Design/methodology/approach
A research model was designed based on six management roles and a set of hypothesized relationships. A survey measuring management roles and knowledge sharing attitude was conducted in Norway. Respondents were senior investigation officers.
Findings
Only one management role was found to be a significant determinant of knowledge sharing in police investigations based on the sample used in this survey research within the Norwegian police force: the spokesman role was the only significant role. As a spokesman, the senior investigation officer extends organizational contacts to promote acceptance of the unit and the unit's work within the organization of which they are a part.

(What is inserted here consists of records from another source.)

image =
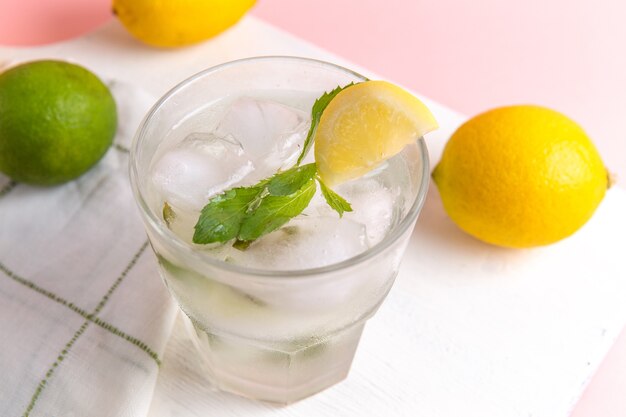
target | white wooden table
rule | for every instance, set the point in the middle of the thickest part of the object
(469, 329)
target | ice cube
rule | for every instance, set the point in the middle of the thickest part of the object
(305, 242)
(372, 205)
(199, 167)
(271, 133)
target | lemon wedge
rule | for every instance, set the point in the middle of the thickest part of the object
(365, 125)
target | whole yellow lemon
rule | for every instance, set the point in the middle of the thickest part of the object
(520, 176)
(171, 23)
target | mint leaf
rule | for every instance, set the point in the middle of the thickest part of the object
(334, 200)
(276, 210)
(220, 220)
(247, 213)
(316, 114)
(290, 181)
(168, 214)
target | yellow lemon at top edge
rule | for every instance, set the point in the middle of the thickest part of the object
(364, 125)
(520, 176)
(181, 22)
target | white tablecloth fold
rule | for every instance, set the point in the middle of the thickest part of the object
(83, 318)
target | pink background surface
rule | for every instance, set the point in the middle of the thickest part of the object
(565, 54)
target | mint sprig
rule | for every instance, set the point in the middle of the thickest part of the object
(334, 200)
(316, 114)
(247, 213)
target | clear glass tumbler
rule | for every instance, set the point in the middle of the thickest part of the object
(277, 336)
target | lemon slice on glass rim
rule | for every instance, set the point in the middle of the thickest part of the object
(363, 126)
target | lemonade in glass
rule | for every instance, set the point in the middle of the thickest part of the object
(278, 318)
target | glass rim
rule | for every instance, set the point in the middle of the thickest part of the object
(180, 245)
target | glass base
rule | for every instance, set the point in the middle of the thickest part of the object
(280, 373)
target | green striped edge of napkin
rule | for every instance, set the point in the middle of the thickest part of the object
(89, 318)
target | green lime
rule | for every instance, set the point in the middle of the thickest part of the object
(56, 121)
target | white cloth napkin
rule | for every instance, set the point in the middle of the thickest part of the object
(84, 318)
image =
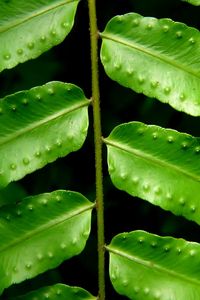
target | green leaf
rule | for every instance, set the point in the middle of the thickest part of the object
(159, 58)
(29, 28)
(58, 291)
(41, 232)
(193, 2)
(144, 266)
(38, 126)
(158, 165)
(12, 194)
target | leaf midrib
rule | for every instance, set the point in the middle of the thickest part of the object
(39, 123)
(59, 220)
(33, 15)
(156, 161)
(153, 265)
(154, 54)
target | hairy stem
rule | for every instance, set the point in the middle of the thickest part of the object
(98, 146)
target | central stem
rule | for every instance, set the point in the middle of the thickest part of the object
(98, 147)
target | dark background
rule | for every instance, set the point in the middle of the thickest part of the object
(70, 62)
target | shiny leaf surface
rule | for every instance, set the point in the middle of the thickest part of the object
(144, 266)
(159, 58)
(38, 126)
(58, 291)
(41, 232)
(158, 165)
(29, 28)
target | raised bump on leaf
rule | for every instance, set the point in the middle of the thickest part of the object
(148, 55)
(60, 119)
(20, 39)
(159, 170)
(147, 266)
(42, 223)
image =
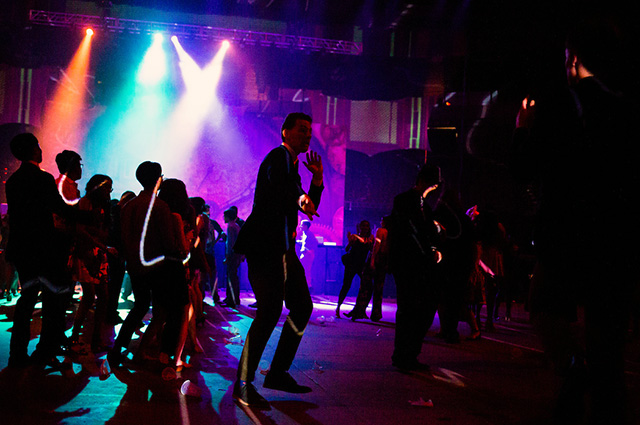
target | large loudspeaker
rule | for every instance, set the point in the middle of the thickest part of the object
(443, 141)
(8, 164)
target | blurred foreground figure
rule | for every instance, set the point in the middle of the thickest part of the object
(580, 144)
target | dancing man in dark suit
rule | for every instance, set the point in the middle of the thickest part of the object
(412, 241)
(267, 239)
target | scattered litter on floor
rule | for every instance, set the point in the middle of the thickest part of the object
(169, 374)
(190, 389)
(105, 369)
(234, 340)
(421, 402)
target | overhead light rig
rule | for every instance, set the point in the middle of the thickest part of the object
(251, 38)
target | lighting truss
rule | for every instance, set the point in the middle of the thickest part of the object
(252, 38)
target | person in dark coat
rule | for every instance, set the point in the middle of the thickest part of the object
(413, 242)
(33, 198)
(267, 239)
(580, 144)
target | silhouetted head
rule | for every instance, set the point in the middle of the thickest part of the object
(198, 204)
(25, 147)
(148, 174)
(296, 131)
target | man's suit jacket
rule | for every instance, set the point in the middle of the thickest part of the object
(412, 234)
(271, 226)
(34, 245)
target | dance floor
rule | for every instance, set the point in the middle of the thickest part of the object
(503, 378)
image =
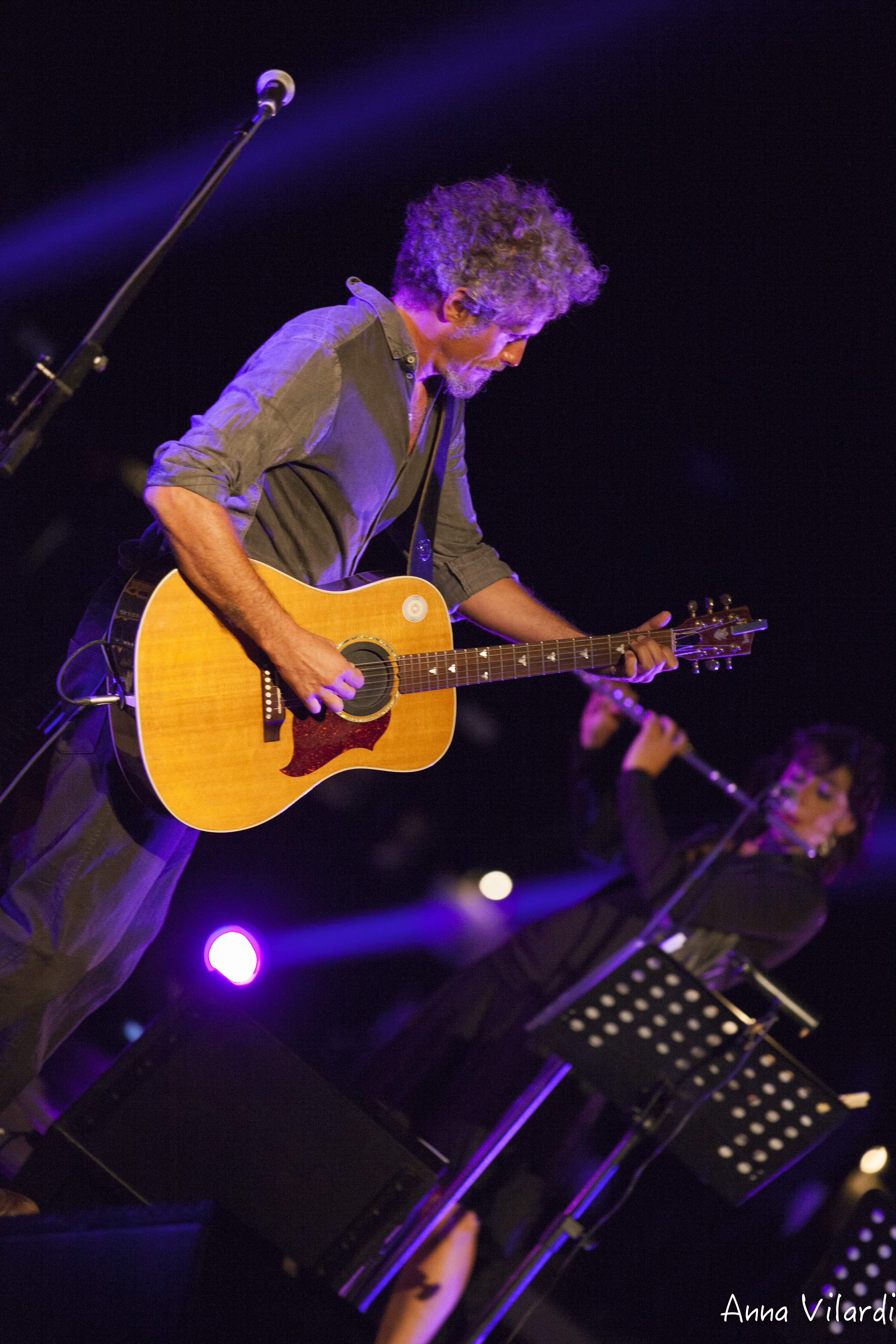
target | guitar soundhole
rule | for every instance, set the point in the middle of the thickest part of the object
(379, 678)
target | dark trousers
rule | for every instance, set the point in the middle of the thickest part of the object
(89, 884)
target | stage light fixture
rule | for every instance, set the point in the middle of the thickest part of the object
(496, 885)
(234, 953)
(874, 1160)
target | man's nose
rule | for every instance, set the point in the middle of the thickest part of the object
(514, 354)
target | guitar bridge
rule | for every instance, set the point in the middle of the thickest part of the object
(273, 707)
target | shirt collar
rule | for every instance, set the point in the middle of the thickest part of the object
(397, 334)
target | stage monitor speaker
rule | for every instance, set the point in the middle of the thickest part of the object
(207, 1105)
(160, 1276)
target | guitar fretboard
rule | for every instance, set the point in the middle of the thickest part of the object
(508, 662)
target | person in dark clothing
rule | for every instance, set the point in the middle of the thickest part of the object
(464, 1060)
(326, 439)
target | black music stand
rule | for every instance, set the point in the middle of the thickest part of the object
(699, 1077)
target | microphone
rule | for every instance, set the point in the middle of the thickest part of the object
(274, 91)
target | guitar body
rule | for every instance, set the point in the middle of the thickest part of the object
(195, 733)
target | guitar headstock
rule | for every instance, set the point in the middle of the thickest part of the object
(715, 635)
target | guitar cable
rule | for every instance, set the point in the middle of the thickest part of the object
(87, 701)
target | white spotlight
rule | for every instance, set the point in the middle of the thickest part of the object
(874, 1160)
(496, 886)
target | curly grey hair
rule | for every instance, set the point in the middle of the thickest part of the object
(506, 242)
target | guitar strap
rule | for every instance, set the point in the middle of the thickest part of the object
(420, 556)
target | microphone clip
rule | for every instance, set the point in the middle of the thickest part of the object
(276, 89)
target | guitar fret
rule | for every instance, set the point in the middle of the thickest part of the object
(449, 668)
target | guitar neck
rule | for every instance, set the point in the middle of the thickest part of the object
(449, 668)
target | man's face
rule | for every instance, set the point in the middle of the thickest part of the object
(815, 800)
(467, 358)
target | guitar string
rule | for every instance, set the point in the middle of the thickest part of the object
(392, 667)
(566, 646)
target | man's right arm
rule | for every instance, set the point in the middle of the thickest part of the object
(212, 558)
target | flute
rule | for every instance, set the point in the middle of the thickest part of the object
(632, 710)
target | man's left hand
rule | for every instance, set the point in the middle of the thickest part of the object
(647, 659)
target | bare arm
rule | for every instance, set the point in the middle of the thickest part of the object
(507, 609)
(212, 558)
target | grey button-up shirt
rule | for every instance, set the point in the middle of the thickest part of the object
(308, 451)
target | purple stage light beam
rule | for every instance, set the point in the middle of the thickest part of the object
(412, 93)
(234, 953)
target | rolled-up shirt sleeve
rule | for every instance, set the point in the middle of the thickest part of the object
(463, 564)
(277, 409)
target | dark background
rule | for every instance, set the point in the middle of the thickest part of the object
(719, 420)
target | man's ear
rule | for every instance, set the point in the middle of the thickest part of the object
(455, 310)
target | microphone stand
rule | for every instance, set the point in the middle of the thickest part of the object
(274, 89)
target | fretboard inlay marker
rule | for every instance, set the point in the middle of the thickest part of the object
(504, 662)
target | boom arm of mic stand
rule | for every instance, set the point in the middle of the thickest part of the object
(26, 431)
(777, 994)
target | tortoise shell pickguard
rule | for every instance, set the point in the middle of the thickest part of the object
(316, 742)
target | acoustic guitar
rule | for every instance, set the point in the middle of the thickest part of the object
(205, 726)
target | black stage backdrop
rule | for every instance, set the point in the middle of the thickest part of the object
(719, 420)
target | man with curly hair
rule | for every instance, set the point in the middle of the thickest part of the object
(347, 423)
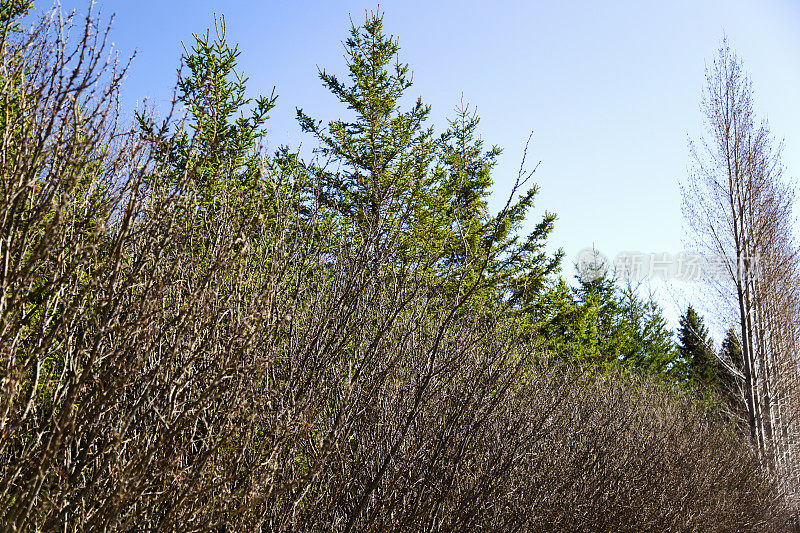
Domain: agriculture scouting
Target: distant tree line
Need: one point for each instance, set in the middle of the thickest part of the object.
(199, 334)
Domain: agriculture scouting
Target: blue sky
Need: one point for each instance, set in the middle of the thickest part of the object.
(611, 91)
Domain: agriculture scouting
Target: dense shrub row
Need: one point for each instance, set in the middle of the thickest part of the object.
(171, 362)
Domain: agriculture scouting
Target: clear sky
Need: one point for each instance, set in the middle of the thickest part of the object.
(611, 90)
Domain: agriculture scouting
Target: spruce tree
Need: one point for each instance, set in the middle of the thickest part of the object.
(696, 351)
(217, 146)
(381, 185)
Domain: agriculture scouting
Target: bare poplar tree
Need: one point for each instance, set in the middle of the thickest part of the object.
(740, 209)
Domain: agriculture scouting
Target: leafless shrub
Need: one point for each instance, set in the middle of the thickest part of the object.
(171, 366)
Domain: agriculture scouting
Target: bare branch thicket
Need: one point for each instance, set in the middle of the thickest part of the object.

Research limitations/implications
The low response rate of 20 percent may make it difficult to draw strong conclusions. Unfortunately, the authors have no information about what kinds of non‐response bias might be present (significant variation between the sample and the population). Future research should be more consistent in identifying the population.
Practical implications
While police investigations (of organized crime, trafficking, narcotics, economic crimes, homicide, etc.) need a stimulating internal structure for knowledge sharing, investigations depend on knowledge sharing with relevant persons and departments outside the unit as well to succeed.
Originality/value
Rather than stressing the importance of leadership in general to stimulate knowledge management, this paper is original as it applies a set of management roles to empirically study where leadership makes a difference for knowledge sharing attitudes.